The kind of apocalypse we are especially interested in, then, was a type of literature where a heavenly being, usually an angel, brings a revelation about events that are going to take place in the future. [3] Most Jewish apocalypses used a clever literary device to write about events going on in their own time. The anonymous author would tell about an angel appearing to some authority figure in the past and have them predict the future up until the time when the book was actually being written.

For this reason, it is usually fairly easy to date the writing of a Jewish apocalypse. The history will be very exact until it gets to the actual time of writing. At that point, the prediction usually jumps to the end of history or begins to go off. You can see why these apocalypses tended to be written during a time of significant turmoil or distress, because an apocalypse was a way of giving hope when the visible world around the Jews did not look very promising.

An apocalypse basically said to its audience that while things might not look great on the earth, God was still in control in the heavens. Parallel to the battles being fought on earth were battles being fought in the heavens as well. The heavenly was about to erupt into the earthly and without any question, God would win.

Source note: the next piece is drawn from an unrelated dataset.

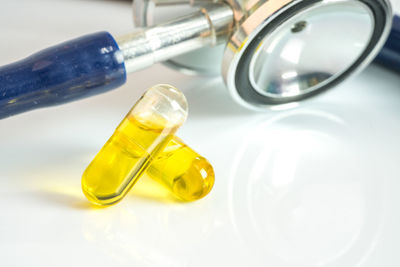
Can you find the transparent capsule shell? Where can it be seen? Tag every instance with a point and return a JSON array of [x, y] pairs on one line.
[[141, 137]]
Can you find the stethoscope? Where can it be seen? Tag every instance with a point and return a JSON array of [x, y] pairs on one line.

While the book of Revelation shares some of these features, it is also unusual for an apocalypse. For example, most would accept that John actually was its author (1:4). Tradition holds that this is John the son of Zebedee, one of Jesus' original disciples. I personally see no reason to question his authorship. [4] It is of course possible that the literary genre of apocalyptic literature has influenced the way John's visions have been presented. More on this later.

So the book of Revelation is an "apocalypse." It also partakes of two other genres of literature. It is also a letter and a prophecy...

[1] Many people mistakenly call "Revelation" (singular) the book of "revelations" (plural), but while it is true that there are multiple revelations in the book, it is more properly just called "Revelation."

[2] John Collins defines apocalyptic literature in this way: it is "a genre of revelatory literature with a narrative framework, in which a revelation is mediated by an otherworldly being to a human recipient, disclosing a transcendent reality which is both temporal, insofar as it envisages eschatological salvation, and spatial, insofar as it involves another, supernatural world." See The Apocalyptic Imagination: An Introduction to Jewish Apocalyptic Literature, 2nd ed. (Grand Rapids: Eerdmans, 1998), 5.

[3] Sometimes called a "historical" apocalypse, in contrast to the more "travel" type apocalypse that reveals the spiritual geography of the world.

[4] Remembering that, in the previous chapter, I followed those who think the author of the Gospel of John was likely a different person than John the son of Zebedee.